Вот одно из его давних признаний:
‘Когда я спрашиваю у встречной крестьянки дорогу, я сужу о ней так же глубоко, как если бы я спросил у нее о жизни своей матери, и душа ее говорит со мной так же интимно, как говорила бы душа моей невесты. Прежде чем ответить, она поднялась до величайших тайн’.
Он чувствует, что в каждой ничтожной пылинке есть тайна, вечность и чудо, и как ему чужды те, кто не ведает таких ощущений. В его трагедии ‘Непрошеная гостья’ все чувствуют мистическое приближение смерти, один только не чувствует — брат умирающей, и этой нечуткости к мистическому Метерлинк ему не может простить. Когда он хочет прославить женщин, он говорит о них:
‘Они ближе других к бесконечному. Их корни глубже, чем наши, погружены в беспредельное. Они, единственные, сберегли на земле чувство тайны!’ — и это величайшая хвала, которую он может воздать им.

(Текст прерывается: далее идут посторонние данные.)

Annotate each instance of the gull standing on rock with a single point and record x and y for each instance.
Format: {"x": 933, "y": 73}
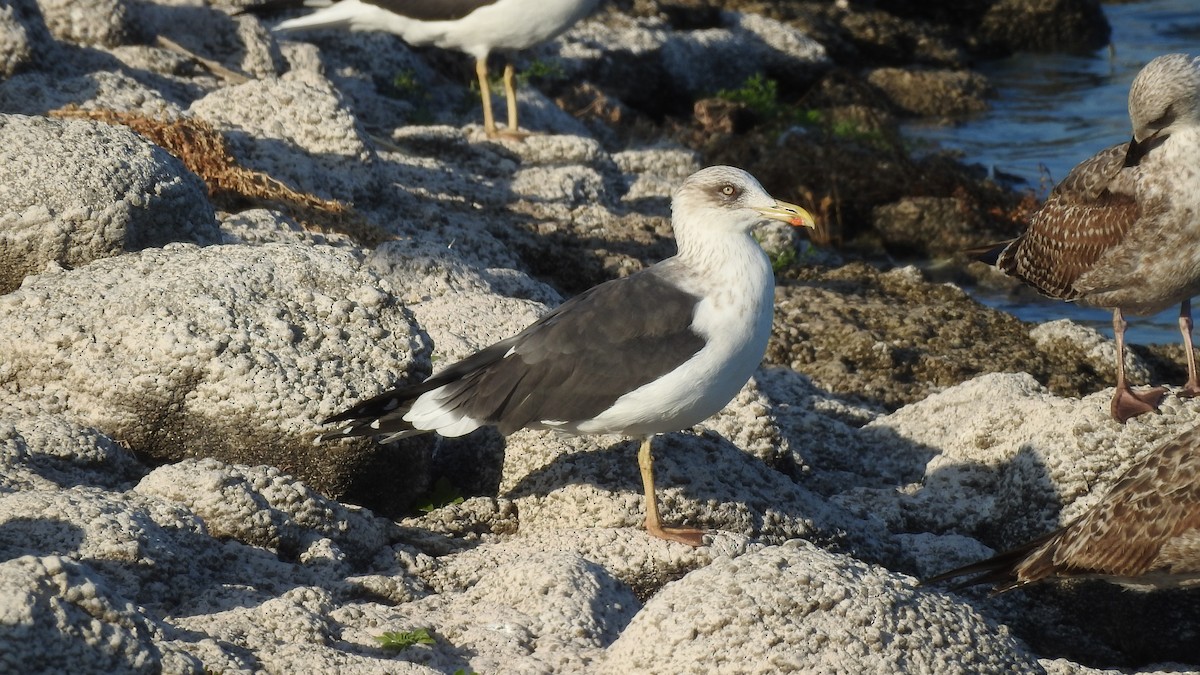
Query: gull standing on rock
{"x": 1122, "y": 230}
{"x": 658, "y": 351}
{"x": 1145, "y": 533}
{"x": 474, "y": 27}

Близость к бесконечному — критерий, которым он измеряет все души. И это мистическое чувство сверхсущностей так глубоко внедрилось в него, что, о чем бы он ни говорил, о пчеле или цветке, вы видите, как уходят от них перспективы в какие-то беспредельные дали. Стоит любому предмету попасть на страницы к Метерлинку, как этот предмет обретает печать каких-то иных миров. В ‘Пелеасе и Мелисанде’ служанки перекликаются через закрытые двери с привратниками: ‘Мы пришли мыть полы, дверь и крыльцо. Отоприте же! Отоприте же!’ А вы чувствуете, что они говорят о судьбах мироздания, о вечности, о жизни и смерти, и это-то веяние тайны, это касание миров иных придает всем метерлинковским образам такую грандиозную значительность.
Все остальное — детали. Это совершенная случайность, что он оказался талантом, изящным и вкрадчивым лириком, главное, что он тайновидец первосущностей, первооснов бытия!
Это свойство редчайшее и дается природой немногим. Можно быть великим поэтом и совершенно не обладать этим даром. Грибоедов, Некрасов, Барбье, Томас Мур, Шевченко, Роберт Бернс были большие поэты, но к ним ни разу не снизошло это чувство. А Рюнсбрек Удивительный или американец Уот Уитмэн только им одним и питались и претворили его в великие книги, хотя были совсем не писатели, без всяких литературных талантов.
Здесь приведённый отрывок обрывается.